Ingredients

  • Mayonnaise: 1/4 cup
  • Lemon Juice: 2 tablespoons
  • Dijon Mustard: 2 tablespoons
  • Salt: 1/2 teaspoon
  • Cracked black pepper: 1/2 teaspoon
  • Carpaccio (paper-thin slices of beef tenderloin): 16 slices
  • Arugula: 1 bunch, washed, dried, and roughly chopped
  • Parmesan cheese: 1/4 pound, shaved

Method

  • 1.
  • Make the mayonnaise sauce by mixing the mayonnaise, lemon juice, and mustard with a whisk.
  • 2.
  • Season with salt and pepper and set aside.
  • 3.
  • Lay in a slice of carpaccio, using a 2-inch length of 3-inch pipe as a mold, folding in the sides to fit in the mold.

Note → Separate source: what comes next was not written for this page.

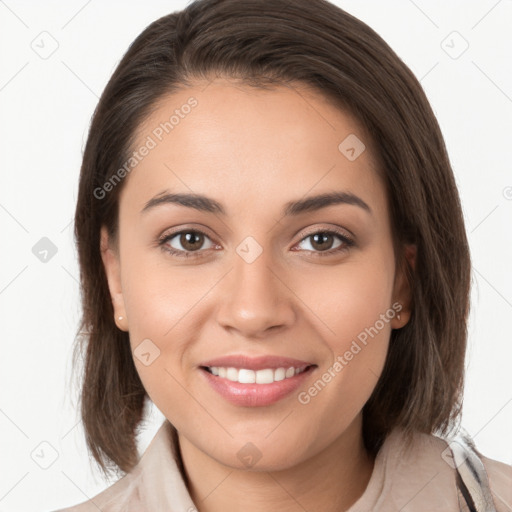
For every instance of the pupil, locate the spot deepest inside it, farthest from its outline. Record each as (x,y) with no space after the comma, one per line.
(189,240)
(320,239)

  • Place a mound of chopped arugula on top of the carpaccio and then place another piece of carpaccio on top, folding over to fit the pipe.
  • Pull off the pipe and top the stack with shaved Parmesan and fresh cracked pepper.

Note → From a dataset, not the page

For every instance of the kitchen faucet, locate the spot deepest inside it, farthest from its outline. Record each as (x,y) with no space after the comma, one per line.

  • Drizzle with mayonnaise sauce.
  • Carpaccio is thinly sliced beef tenderloin, but you can also have a carpaccio of any type of meat that is safe to eat raw or cured (such as bison, boar, or duck) or high-quality fish.
  • Ask your butcher to prepare the carpaccio for you if you are interested.
  • Arugula has a peppery flavor that goes well with the salty Parmesan and tangy taste of lemon, mustard, and mayonnaise.
  • Use a flat vegetable peeler to shave Parmesan cheese.
  • Use the peeler like you're a peeling a carrot, or cucumber to make thin shaved strips.
  • It is common to coat carpaccio with lemon juice and olive oil before serving it.
  • They not only help to bring out the taste, but help with freshness and color.